Interior image of Biblioteca Nacional José Martí, with worker, periodical and bust of national hero José Martí

It was also particularly useful to consult papers headed by members of the Cuban conservative establishment, such as Diario de la Marina. Having previously granted greater focus to the publications of the labour movements themselves, broadening my study to comprise these establishment publications was important in demonstrating how the labour movement was perceived by the elite class, and thus gave a better indication of the power balance between workers and capitalists.


I acquired a stronger understanding of the precarity of Cuban workers as subordinates to the U.S. imperial government, but also as subordinate to individuals of the same class but of Spanish origin. In this sense, I was able to draw out the tension between class universalism and national identity. For example I consulted documents which detailed the difficulties faced by Cubans who had emigrated from Cuba in search of work under Spanish colonialism, only to return, following the dismantling of Spanish colonial political power, to a context marked by a continuation of imperialism, both through the U.S. occupation, but also through the economic dominance by Spaniards occupying managerial posts and being preferred employees.. This antagonism between Cubans and Spaniards was fundamental to class consciousness under the U.S imperial power, and was certainly significant factor in constraining worker struggle.
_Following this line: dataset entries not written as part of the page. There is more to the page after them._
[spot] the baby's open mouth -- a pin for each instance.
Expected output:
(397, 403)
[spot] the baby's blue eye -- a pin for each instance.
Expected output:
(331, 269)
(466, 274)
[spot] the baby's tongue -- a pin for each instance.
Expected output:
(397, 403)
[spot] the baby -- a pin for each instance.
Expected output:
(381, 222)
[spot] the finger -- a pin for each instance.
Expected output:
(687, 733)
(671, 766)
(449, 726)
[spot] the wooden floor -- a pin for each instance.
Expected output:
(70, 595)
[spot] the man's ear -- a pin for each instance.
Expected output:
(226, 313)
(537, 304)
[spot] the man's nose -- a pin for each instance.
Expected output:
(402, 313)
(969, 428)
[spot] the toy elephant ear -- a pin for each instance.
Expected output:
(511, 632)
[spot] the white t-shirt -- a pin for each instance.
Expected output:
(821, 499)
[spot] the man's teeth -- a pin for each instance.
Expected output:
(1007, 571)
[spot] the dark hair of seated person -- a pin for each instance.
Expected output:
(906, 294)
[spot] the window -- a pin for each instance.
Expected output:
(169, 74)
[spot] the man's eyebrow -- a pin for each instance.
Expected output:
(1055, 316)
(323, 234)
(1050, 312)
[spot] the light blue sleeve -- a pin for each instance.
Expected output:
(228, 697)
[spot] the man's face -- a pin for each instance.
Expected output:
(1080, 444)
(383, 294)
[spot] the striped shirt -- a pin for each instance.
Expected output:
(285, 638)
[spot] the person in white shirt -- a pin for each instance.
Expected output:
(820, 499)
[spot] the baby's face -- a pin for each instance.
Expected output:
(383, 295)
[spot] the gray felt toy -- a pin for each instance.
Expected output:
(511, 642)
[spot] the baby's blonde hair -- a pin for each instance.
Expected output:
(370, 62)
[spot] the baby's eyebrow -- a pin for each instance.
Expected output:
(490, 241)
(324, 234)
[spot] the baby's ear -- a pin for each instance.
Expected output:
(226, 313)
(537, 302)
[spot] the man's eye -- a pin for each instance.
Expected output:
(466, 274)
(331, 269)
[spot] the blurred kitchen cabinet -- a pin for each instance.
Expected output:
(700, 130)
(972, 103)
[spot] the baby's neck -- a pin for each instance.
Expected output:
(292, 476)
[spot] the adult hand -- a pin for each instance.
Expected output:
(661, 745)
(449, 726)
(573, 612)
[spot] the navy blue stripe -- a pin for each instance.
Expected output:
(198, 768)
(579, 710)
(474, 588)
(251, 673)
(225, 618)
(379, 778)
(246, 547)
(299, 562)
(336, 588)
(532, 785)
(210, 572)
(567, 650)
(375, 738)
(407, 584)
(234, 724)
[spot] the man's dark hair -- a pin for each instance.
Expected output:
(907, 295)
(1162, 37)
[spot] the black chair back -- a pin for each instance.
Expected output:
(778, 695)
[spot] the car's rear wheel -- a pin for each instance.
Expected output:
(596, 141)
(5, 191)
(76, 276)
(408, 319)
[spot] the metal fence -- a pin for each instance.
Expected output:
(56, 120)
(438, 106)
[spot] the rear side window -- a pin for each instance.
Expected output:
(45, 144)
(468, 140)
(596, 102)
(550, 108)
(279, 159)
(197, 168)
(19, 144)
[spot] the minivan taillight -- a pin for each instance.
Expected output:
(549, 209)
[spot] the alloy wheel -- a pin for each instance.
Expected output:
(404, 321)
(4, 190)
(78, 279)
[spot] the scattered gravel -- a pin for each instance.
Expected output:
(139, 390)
A key source for this was ‘Alerta’, a nationalist workers periodical. Periodical mouthpieces were also coupled with formal political expression through nationalist worker unions such as the ‘Liga’ and parties such as the Partido Obrero Cubano.


As well as anarchist periodicals such as ‘Rebelión’ and ‘Germinal’, neither of which were possible to consult outside of Cuba, I also discovered fascinating secondary literature. One of these which was particularly interesting because it theorized the Cuban anarchist movement’s development from a Marxist perspective, a rare pairing given the typical dismissal of anarchism by Cuban marxists. Indeed, despite the pivotal role that the anarchist movement played to the development of worker radicalism and anticolonial struggle in Cuba, the movement is afforded very little space in the conversation of either contemporary or historical Cuba. The 1959 socialist revolution engulfs the popular imaginary of present-day Cuba such that the history I was studying, both for the period of focus and for not being strictly ‘communist, to some extent felt marginal.


Finally, the trip to Cuba was also valuable as I was able to collaborate with some incredible researchers, both Cuban and foreign. Our conversations guided my research in new directions, and were of significant inspiration in reaffirming the necessity of collective thinking and debate in a discipline which can be isolating and stifling. I am extremely grateful to SLAS for granting me this funding which has helped me to nuance my existing understandings, as well as in carving out new terrain for my research and PhD trajectory.